Saturday, August 19, 2023

A 44-year-old woman was exposed to the Nagasaki atomic bomb dropped and exploded by the U.S. military on August 9, 1945, and was injured in the head by a tree branch. On the same day, August 9, she was transported to the Omura Naval Hospital, located approximately 17 km northeast of Nagasaki City, where she was admitted.

    A 44-year-old woman in Nagasaki City was exposed to the Nagasaki atomic bomb dropped and exploded by the U.S. military on August 9, 1945, and was injured in the head by a tree branch. On the same day, August 9, she was transported to the Omura Naval Hospital, about 17 km northeast of Nagasaki City, where she was admitted. She had Y-shaped contusion wounds over her head and face. The wound was stained and moderately hemorrhaged. Her medical record only mentions that she was treated with Livanol gauze, a bactericidal disinfectant.

  Bayer, a German pharmaceutical manufacturer, commercialized Acrinol, a topical antiseptic, and began marketing it under the trade name Livanol in 1921. Acrinol was a yellow dye that exhibited bactericidal disinfectant action against some common bacterial species, such as streptococcus, staphylococcus aureus, and other pyogenic bacteria. It was used to disinfect mucous membranes and localized areas of suppuration. Sales were discontinued after 2018 because leukocytes and macrophages, which have a protective function against infection, are impaired by Acrinol.

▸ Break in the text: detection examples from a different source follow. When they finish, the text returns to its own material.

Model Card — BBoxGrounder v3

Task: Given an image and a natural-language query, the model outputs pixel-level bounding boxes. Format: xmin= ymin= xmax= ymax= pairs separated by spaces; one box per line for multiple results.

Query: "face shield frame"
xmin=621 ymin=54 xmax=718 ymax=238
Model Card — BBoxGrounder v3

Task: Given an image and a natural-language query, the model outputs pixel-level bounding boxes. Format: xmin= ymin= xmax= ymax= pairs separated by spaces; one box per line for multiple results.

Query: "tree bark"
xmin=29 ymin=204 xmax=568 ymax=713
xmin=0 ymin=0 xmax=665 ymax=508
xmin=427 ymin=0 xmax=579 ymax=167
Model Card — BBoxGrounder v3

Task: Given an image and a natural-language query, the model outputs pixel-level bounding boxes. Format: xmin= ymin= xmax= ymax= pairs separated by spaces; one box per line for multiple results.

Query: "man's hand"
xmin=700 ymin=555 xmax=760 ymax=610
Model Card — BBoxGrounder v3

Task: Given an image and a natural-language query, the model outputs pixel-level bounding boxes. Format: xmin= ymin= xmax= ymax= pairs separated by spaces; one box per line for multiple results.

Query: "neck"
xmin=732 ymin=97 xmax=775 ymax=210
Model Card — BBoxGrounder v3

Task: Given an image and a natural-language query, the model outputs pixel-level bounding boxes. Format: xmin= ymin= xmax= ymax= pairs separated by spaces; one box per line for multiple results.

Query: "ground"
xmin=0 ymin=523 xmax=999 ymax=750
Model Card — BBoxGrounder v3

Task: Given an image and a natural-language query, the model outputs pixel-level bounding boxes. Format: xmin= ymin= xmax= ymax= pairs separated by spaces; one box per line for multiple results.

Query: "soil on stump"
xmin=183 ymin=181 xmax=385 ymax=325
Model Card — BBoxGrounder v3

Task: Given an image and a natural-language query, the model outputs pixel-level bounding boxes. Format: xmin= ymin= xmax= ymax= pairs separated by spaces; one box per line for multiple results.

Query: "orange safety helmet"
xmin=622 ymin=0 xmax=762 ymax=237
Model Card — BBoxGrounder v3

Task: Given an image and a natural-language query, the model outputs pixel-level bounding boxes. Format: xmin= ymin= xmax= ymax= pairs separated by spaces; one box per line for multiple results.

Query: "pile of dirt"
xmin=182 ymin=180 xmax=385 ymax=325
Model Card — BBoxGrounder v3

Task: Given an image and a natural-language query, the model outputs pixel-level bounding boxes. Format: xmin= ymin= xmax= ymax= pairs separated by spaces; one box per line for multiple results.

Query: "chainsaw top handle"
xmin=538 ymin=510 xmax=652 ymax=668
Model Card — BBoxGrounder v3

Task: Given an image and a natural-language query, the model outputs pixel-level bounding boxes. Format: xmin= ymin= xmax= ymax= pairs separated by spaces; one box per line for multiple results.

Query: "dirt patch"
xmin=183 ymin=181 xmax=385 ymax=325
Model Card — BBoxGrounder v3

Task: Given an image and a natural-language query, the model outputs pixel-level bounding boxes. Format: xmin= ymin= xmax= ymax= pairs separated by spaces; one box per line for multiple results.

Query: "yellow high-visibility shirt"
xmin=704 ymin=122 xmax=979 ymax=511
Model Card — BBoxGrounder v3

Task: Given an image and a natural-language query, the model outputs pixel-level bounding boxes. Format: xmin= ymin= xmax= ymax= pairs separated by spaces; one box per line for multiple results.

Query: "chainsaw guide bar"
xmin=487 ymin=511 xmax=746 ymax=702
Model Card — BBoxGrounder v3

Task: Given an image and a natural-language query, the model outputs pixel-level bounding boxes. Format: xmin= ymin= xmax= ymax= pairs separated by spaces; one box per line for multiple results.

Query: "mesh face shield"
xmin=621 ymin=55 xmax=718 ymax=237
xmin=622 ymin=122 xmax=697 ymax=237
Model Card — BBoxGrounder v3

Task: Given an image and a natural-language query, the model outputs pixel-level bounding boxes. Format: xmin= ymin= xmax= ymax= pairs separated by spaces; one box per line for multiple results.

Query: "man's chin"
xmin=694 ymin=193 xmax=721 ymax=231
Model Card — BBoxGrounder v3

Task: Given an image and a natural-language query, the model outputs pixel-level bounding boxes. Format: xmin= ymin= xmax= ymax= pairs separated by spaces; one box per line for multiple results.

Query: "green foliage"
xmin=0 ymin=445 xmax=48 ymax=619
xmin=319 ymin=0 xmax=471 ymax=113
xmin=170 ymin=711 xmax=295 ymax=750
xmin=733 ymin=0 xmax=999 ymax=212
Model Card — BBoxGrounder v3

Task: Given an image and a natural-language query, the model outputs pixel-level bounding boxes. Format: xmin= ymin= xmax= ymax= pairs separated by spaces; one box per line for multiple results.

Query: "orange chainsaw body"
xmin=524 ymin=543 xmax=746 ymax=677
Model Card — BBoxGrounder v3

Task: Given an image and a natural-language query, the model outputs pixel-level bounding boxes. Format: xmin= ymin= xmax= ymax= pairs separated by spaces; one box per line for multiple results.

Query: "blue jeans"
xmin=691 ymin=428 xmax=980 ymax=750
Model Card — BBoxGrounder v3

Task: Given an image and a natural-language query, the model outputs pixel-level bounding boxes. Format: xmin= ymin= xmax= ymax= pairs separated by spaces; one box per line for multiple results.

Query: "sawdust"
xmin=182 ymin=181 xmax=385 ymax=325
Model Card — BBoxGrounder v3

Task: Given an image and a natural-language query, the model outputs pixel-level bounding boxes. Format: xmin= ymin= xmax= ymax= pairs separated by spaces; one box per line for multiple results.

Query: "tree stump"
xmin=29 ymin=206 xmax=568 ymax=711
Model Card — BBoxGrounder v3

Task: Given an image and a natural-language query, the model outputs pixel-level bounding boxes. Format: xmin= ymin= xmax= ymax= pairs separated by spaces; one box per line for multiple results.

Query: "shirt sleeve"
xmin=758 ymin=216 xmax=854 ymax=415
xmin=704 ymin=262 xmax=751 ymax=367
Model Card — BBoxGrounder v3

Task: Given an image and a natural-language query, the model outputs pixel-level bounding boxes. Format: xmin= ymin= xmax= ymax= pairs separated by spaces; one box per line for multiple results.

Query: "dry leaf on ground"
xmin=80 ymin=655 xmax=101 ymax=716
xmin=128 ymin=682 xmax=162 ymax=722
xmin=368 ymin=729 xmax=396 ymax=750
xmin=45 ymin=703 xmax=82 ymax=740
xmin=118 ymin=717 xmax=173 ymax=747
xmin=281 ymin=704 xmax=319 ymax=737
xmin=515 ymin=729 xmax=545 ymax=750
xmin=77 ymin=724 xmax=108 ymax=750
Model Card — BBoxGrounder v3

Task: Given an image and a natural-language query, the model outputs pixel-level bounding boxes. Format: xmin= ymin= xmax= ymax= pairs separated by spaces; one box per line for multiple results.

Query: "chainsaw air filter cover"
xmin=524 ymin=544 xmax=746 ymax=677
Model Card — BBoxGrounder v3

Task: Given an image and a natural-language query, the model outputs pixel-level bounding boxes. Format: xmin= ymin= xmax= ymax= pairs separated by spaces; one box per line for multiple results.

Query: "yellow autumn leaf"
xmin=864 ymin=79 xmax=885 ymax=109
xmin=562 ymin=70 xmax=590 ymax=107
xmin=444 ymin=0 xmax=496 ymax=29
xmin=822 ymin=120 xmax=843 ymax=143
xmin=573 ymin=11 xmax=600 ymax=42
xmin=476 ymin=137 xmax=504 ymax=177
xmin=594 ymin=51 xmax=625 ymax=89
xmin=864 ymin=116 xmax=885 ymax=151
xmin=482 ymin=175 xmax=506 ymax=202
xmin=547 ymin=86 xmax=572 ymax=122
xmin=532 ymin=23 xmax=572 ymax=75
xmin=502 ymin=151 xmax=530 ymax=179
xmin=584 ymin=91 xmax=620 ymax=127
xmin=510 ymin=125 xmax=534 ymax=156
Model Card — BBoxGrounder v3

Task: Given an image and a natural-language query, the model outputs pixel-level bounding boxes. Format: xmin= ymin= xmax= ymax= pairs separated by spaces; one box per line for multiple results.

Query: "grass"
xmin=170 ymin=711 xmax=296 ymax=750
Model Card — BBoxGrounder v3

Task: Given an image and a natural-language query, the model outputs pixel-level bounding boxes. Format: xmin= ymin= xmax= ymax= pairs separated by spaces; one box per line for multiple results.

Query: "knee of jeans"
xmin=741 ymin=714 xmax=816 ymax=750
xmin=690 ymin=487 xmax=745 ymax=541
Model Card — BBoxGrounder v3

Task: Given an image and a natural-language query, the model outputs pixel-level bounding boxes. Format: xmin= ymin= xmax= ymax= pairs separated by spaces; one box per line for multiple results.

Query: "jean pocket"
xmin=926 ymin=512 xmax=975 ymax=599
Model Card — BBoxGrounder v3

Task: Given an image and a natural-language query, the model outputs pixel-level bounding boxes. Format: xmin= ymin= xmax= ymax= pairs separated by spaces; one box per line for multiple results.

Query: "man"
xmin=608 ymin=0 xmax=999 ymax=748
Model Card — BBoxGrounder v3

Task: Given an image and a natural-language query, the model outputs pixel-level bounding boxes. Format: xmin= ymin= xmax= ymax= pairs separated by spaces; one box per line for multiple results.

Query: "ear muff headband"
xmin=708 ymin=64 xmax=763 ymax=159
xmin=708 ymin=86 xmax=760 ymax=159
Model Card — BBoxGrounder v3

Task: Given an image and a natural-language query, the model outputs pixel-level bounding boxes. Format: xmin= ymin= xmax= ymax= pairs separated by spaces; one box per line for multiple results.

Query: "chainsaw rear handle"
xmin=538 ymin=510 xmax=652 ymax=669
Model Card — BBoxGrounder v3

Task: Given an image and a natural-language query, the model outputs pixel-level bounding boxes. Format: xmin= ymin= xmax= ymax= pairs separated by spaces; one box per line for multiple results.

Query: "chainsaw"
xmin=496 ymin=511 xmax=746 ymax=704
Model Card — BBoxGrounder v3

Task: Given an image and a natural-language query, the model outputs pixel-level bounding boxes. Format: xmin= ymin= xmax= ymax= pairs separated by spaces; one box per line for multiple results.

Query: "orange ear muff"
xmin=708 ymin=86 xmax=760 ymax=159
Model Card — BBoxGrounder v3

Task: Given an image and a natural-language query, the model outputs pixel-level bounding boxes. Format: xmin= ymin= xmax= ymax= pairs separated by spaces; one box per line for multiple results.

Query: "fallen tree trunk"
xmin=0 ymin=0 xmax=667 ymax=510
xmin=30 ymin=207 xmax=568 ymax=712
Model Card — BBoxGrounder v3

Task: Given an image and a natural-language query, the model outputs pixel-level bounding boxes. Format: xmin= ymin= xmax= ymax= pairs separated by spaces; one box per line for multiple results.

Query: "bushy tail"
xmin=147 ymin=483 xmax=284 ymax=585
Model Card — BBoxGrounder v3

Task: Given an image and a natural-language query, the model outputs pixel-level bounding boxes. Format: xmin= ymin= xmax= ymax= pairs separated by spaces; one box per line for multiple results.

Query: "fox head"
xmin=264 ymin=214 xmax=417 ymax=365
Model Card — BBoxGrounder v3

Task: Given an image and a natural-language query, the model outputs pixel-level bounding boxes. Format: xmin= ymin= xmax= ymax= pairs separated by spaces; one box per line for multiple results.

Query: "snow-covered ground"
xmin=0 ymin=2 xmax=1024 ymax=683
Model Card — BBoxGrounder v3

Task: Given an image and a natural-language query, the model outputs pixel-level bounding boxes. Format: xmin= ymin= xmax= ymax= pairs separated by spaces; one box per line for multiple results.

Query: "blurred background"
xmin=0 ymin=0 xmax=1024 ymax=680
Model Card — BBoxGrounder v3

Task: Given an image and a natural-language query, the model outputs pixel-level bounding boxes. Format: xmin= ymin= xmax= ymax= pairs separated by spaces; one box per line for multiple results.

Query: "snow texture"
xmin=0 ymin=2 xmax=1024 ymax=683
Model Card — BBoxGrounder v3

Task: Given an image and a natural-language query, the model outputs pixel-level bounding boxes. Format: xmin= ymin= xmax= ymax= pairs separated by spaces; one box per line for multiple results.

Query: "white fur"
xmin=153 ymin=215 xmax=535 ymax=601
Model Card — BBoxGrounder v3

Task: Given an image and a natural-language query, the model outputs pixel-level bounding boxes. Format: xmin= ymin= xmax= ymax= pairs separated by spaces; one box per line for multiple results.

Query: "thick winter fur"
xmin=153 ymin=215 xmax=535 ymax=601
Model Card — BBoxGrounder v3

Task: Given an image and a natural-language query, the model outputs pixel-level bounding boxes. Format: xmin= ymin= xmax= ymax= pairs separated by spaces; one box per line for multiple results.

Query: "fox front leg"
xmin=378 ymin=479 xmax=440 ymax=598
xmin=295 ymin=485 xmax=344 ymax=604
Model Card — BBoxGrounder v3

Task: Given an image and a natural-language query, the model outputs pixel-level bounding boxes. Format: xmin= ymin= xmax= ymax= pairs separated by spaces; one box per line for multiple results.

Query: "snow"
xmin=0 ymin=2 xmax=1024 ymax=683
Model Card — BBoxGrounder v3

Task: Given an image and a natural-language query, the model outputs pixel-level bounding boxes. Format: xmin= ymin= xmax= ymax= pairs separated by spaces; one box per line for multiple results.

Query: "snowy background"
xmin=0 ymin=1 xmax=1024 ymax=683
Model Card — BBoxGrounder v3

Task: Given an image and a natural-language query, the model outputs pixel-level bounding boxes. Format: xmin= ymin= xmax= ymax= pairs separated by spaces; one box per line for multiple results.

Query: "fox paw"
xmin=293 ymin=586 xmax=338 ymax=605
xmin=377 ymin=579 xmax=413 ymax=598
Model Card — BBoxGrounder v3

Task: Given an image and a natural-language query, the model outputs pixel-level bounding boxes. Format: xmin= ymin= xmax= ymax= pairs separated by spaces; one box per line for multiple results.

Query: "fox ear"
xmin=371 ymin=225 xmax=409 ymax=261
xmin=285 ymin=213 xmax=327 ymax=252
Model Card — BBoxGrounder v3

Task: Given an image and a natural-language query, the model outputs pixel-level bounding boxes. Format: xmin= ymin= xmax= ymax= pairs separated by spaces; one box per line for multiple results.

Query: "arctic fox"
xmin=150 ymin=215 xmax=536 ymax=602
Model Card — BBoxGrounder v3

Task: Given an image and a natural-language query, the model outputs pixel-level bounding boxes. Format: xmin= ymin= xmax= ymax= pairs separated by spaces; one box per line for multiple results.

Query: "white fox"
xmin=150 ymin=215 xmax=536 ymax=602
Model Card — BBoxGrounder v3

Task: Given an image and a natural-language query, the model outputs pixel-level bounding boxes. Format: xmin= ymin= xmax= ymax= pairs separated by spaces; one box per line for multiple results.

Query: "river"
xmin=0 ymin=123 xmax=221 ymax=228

 The Omura Naval Hospital was located in Omura City, Nagasaki Prefecture, approximately 19 km northeast of Nagasaki City in a straight line across Omura Bay. The Omura Naval Hospital was originally a hospital for military personnel. There were many patients with burns, but there was also a shortage of medicine. The only treatment was to dilute a cresol solution, soak it in gauze, and apply it to the skin in place of rivanol gauze for replacement. At the Omura Naval Hospital, patients were brought in one after another from about nine hours after the Nagasaki atomic bomb was dropped. On the first day alone, August 9, 758 people were transported, many of them seriously ill; by dawn on August 10, more than 100 of the inmates had died. 300 more were admitted on August 10, bringing the final total to 1,700.

    The Omura Naval Hospital received a telephone call from the police at around 3:00 p.m. on August 9 informing them that a large number of casualties had occurred in Nagasaki City and that the city was under fire. A rescue team headed by Lieutenant Jinnai, a military doctor, and consisting of medics and nurses from the Japanese Red Cross, was dispatched. Around 5:00 p.m., Mayor Yamaguchi of Omura City called to inform us that the number of casualties in Nagasaki was countless, and that they were being taken to hospitals along the railroad. The injured were transported from Urakami to Omura Station by a separate train, and from Omura Station all fire engines were mobilized to transport the injured to the hospitals. The injured arrived from Nagasaki at 8:00 p.m. Military transport vehicles and trucks arrived at the Omura Naval Hospital packed with folded and stacked severely injured A-bomb survivors.